New York, NY – With veteran and military suicide rates posing a crisis in New York and across the country, U.S. Senator Kirsten Gillibrand, Ranking Member of the Senate Armed Services Personnel Subcommittee, today stood with veterans, advocates, and medical experts to demand immediate action to better support service members and veterans and ensure they have access to the care they need. More than 45,000 veterans and active-duty service members have committed suicide in the past six years. According to the DoD’s own reporting, suicide rates for active-duty service members and veterans continue to rise, and spiked to a five-year high last year.
“Suicide in the military community – both among current service members and veterans – is a serious and devastating problem, and it is painfully clear that we are not doing nearly enough to address it,” said Senator Gillibrand, Ranking Member of the Senate Armed Services Personnel Subcommittee. “That is why today, I am calling for new action to give our service members and veterans the support they need. We need to break down the barriers that stand in the way of service members seeking mental health care, and one way to do just that is to conduct a full review of the vague reporting requirements that prevent service members from accessing critical care. We also need to provide veterans with better support services during their transition back to civilian life. These are just the first steps necessary to combatting the challenges that our service members and veterans face, but they are important ones, and I will continue work to address the unacceptable rates of suicide in our military community.”
“IAVA is grateful for Senator Gillibrand’s commitment to ending the tragic and urgent crisis that is veteran suicide. The numbers are going in the wrong direction. We need to be doing more to address the needs of veterans in transition, and Senator Gillibrand’s letter to the VA is an important step in the right direction,” said Lindsay Rodman, Executive Vice President for Communications and Legal Strategy, Iraq and Afghanistan Veterans of America.
“Our soldiers who risk their lives for all Americans deserve access to mental health care without fear of reprisal and stigma,” stated Elizabeth R. OuYang, former President of Organization of Chinese Americans – New York Chapter.
Following a Senate Armed Services Personnel Subcommittee hearing led by Senator Gillibrand last week, the senator unveiled a new, two-pronged approach to begin addressing this crisis. According to the National Institute on Drug and Abuse, 50 percent of military personnel believe seeking help for mental health issues would negatively affect their career. As such, Gillibrand is calling for a review of the Military Command Exception for any changes that can be made to make mental health care more accessible to service members. The Military Command Exception provides a list of requirements for military mental health professionals to report visits by service members to their commanders. These rules include vague requirements such as: harm to self, harm to others, harm to mission, special personnel, inpatient care, and other special circumstances. In a letter to the Department of Defense, Gillibrand notes that consistent and sustained mental health care is vital to combating the crisis of military suicides, and service members must be able to trust mental health providers to keep confidentiality. A copy of Senator Gillibrand’s letter to the Department of Defense is available here.

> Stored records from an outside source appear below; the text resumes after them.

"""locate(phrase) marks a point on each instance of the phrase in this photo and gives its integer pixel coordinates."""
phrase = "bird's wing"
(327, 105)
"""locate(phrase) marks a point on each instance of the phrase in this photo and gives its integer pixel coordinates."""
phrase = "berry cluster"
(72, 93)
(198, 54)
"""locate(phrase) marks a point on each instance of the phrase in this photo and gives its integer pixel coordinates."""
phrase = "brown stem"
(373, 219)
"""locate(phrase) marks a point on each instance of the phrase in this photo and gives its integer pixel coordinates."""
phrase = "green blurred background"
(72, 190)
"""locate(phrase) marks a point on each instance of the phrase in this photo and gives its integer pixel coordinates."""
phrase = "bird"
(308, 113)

Additionally, Gillibrand is calling on the Department of Veterans Affairs and Department of Defense to improve the support veterans receive during their transition from military service to civilian life. Periods of transition have been identified as a particularly vulnerable time for veterans and service members. According to the Department of Defense, nearly 40 percent of veterans or service members who died by suicide had either entered or exited service, or had experienced a geographical move in the last 90 days or would in the coming 90 days. Veterans who have left service within the past year are 2.5 times more likely to die by suicide than their active duty counterparts, and this rate is even higher among our female veterans. The program to assist veterans as they transition to civilian life, the DoD’s Transition Assistance Program, currently consists of a meeting with a counselor to identify a pathway once leaving service. The actual training consists of several workshops and classroom sessions that educate service members on areas such as benefits and resources for finding a job, and is approximately 1-2 weeks long. Gillibrand is calling on the VA and DoD to work more closely to build a comprehensive transition program that provides more internships, reintegration programs, and on-the-job training to help veterans as they transition from military service to civilian life. Her letter to the Department of Defense and the Department of Veterans Affairs is available here.